Patched kernel dmesg
Patched kernel "lspci -xxxx"

Description Nicholas Johnson 2019-04-10 00:26:58 UTC
Reproduction:
==============================================================================

You will need some sort of PCI hotplug bridge - perhaps Thunderbolt 
add-in card. For all those who are deep into PCI parts of the kernel, I 
would recommend the Gigabyte GC-TITAN RIDGE Thunderbolt 3 add-in card. 
If you jump the correct two pins of the header then it stays awake and 
can allow for testing all kinds of things on an arbitrary system.
    ___
 __/   \__
|o o o o o| When looking into the receptacle on back of PCIe card.
|_________| Jump pins 3 and 5.

 1 2 3 4 5

The easiest way is to use the bundled cable and stick a paperclip in the 
other end of the cable to achieve the desired effect.

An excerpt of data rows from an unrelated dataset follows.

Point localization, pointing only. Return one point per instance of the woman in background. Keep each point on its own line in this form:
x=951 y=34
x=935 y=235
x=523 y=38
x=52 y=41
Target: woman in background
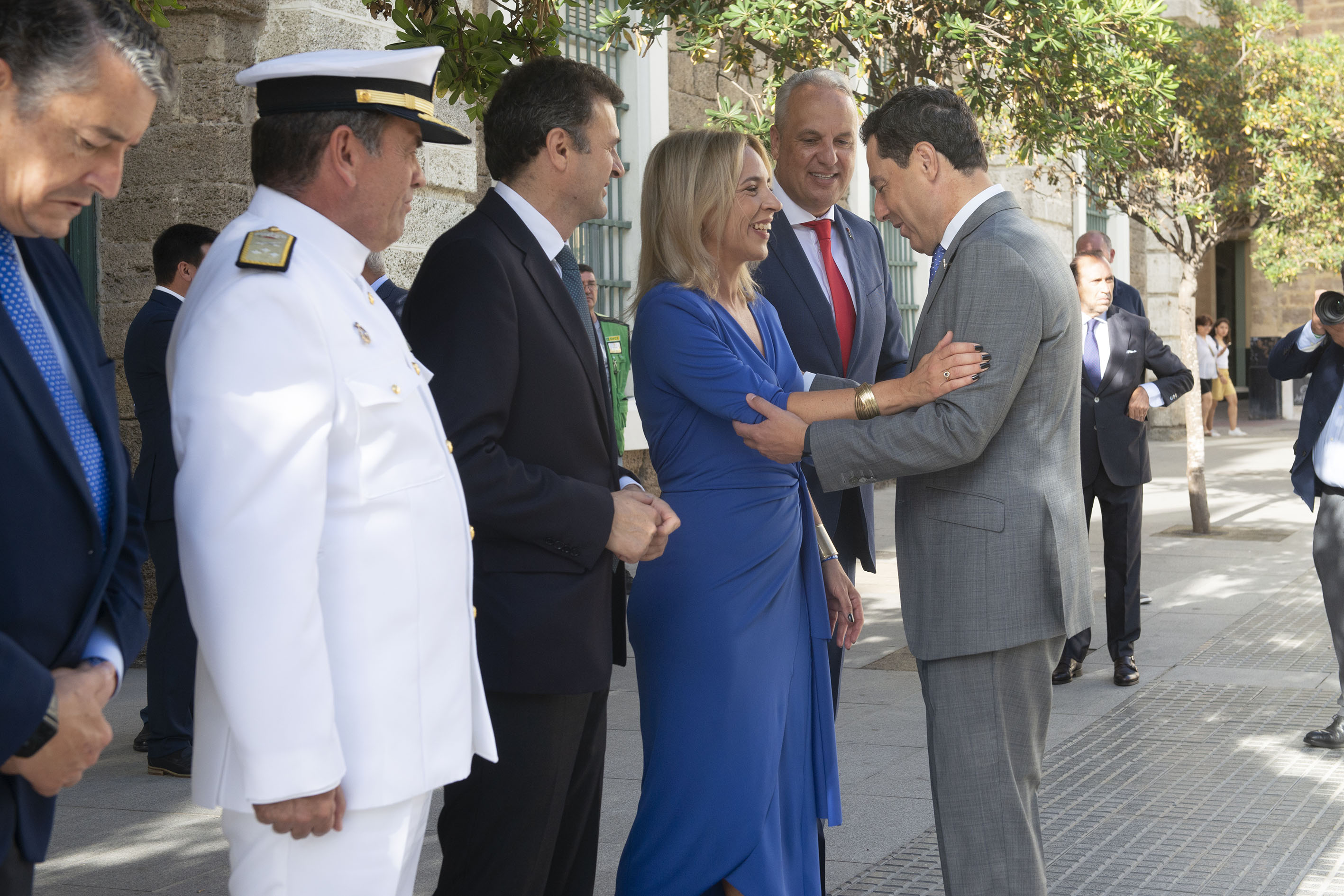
x=1224 y=387
x=730 y=624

However, a proficient kernel developer can easily override their kernel 
to treat one of their root ports in their system as a hotplug bridge, 
possibly in drivers/pci/probe.c if my memory serves me correctly. I have 
done it before but it has been a while.

if (dev->vendor == 0x???? && dev->device == 0x????)
	dev->is_hotplug_bridge = 1;

Most Intel root ports have unique dev->device for some reason. My root 
ports of my Z270 chipset are 8086:a290, 8086:a294, 8086:a298, etc....

Since most systems disable unused CPU and PCH PCIe ports in BIOS at boot 
time, you might want to pick one that is populated.

Boot with pci=hpmemsize=128M,realloc,nocrs pcie_ports=native

At least with some systems, you can observe that the MMIO (32-bit) has 
been assigned 256M whilst the MMIO_PREF window has been assigned 128M.

The cause:
==============================================================================

File: drivers/pci/setup-bus.c
Function: find_free_bus_resource

find_free_bus_resource ignores resources that have already been 
assigned, when it should return them regardless of whether they have 
been assigned. The caller needs to know the difference between "nothing 
more is needed to be done" and "legitimately cannot find resource".

This function is called by pbus_size_io and pbus_size_mem. These 
functions are using find_free_bus_resource to determine which window to 
place a given resource (IO, MMIO, MMIO_PREF). The kernel does multiple 
passes with pci=realloc to re-attempt any failed assignments. In 
__pci_bus_size_bridges function, if resources fail to assign in 64-bit 
MMIO_PREF then their required space is added to the 32-bit MMIO window. 
If pbus_size_mem returns failure for MMIO_PREF, then this happens.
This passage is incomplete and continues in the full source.